30 Haziran 2010 Çarşamba

memnun, kaygısız mıydı?

Hayattan beklentilerim var. Gerçekleşmesi için canla başla uğraştığım veya dört gözle beklediğim beklentiler. Ah şu gün de geçsin diye takvime baktırtan beklentiler. Fakat şu da var ki hayata geçirilebilmiş olmaları beni hiç bi zaman çok fazla tatmin etmedi. Bi saat önce ahhh hadi.. dediğim şeye bi saat sonra offf hadi!! diyorum ben galiba. Kendimi çok yoruyorum. En basitinden gece olsa da bi güzel uyusam dinlensem diyorum ama sonra gözlerim yorgunluktan ve sinirden önüme akana kadar saçmasapan şeylerle ilgileniyorum. Sırf o beklentimi gerçekleştirmemek için. Çabuk demoralize oluyorum. Çok çok çabuk üzülüyorum. Gözlerim çok çabuk doluyo, istemediğim yerlerde zayıf, ağlayan kız imajı çiziyorum yine istemeden. Bunlardan memnun değilim hiç. Zaten kendimden de çok memnun olduğum söylenemez. Bi yerde bi yanlışlık var ama üzerime de alınmıyorum hala çok fazla, hadi bakalım...

12 Haziran 2010 Cumartesi

içsel gibi diil gibi

Az önce modayı sorguladım kıyafetlerimi toplayıp dolaba koyarken. Herkesin dönem dönem parası bittiğinde yaptığı şey yani. Niye alıyoruz bütün bunları, neler dönüyo, güzelsek güzeliz, çirkinsek çirkiniz, şu yüksek bel pantolonun buna ne kadar katkısı olabilir ki die düşündüm. Bundan yaklaşık bi 6-7 sene öncesinde annemle bi inşaatın önünden geçerken, sarı lastik çizmeli adamları görüp bunlar moda olsa mesela, her rengini yapsalar ve çoğunluğun o sezonki tarzını belirleyen bikaç mağazada satmaya başlasalar kapışılır mı sence demiştim. O da marjinal bi cevap vermiş olmak için -çünkü olmaz öle bişey demek çok düz bi bakış açısı olucaktı, hani yaparız ya öle inanmadığımız şeylere o an sırf inanmak daha güzel gözüküyo die onay veririz- olucak bence öle bişey demişti. İkimzde ihtimal vermemiştik o zaman ama bu kış buna ihtimal verenler lastik yağmur çizmelerini piyasaya akın akın sürdü, ben de en başta nefret ettim, dalga geçtim ehe ehe diye, sonra da bence çok kullanışlı ve güzeller diyip gidip aldım. Herkes aldı. İstanbul'da kimsenin ayağına su girmedi bu kış diyebilirim.

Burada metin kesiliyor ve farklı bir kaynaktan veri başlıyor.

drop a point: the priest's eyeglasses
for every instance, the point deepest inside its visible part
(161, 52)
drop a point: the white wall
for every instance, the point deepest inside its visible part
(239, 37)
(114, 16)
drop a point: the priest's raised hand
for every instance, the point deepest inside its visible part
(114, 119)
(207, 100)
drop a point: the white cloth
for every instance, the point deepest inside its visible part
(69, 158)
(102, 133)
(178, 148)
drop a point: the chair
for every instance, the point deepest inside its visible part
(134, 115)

Keza yüksek bel pantolonlar, etekler. Şuan dolabım beli karnıma kadar çıkan kıyafetlerle dolu, bu zamana kadar yatırım yaptığım düşük belleri alırken aklım da nerelerdeymiş diyorum. İşte böyle saçmasapan bişey. Üstelik bunu insanların zaman geçtikçe zevkleri olgunlaşır veya değişir, daha önceden burun kıvırdıkları şeylere yönelebilirler şeklinde de yorumlayamıyorum çünkü sürekli tekrar halinde bişeylere saldırıyoruz. Aynı örnek üzerinden gidersek mesela ben çocukken yüksek bel modaydı,sonra biraz büyüdüm hepimiz aşırı düşük belli kotlarla gezdik, şimdi gene başa döndük, 3-5 sene sonra gene.. Bu çok da parlak olmayan yazıyı bi yere bağlamak niyetinde diilim, sadece zaman zaman olmadık yerlerde çok fena aydınlanmalar yaşıyorum, gözümü ilerde bi noktaya sabitleyip olum dur.. çok garipmiş.. diyesim geliyo. Yadırgamak normalken kanıksamayı yadırgıyorum. Bu son cümledeki ilk üç kelimenin özne olduğunun bilincinde olarak cümleyi geri okuduğumda, tam da kendimi çok iyi ifade ettiğimi düşünürken, son bikaç günün en saçma cümlesini kurmuş oldum. Yani artık bana havada, karada ve aklımın çok da ermediği kurallarla dolu moda dünyasında ölüm yok. Çüz.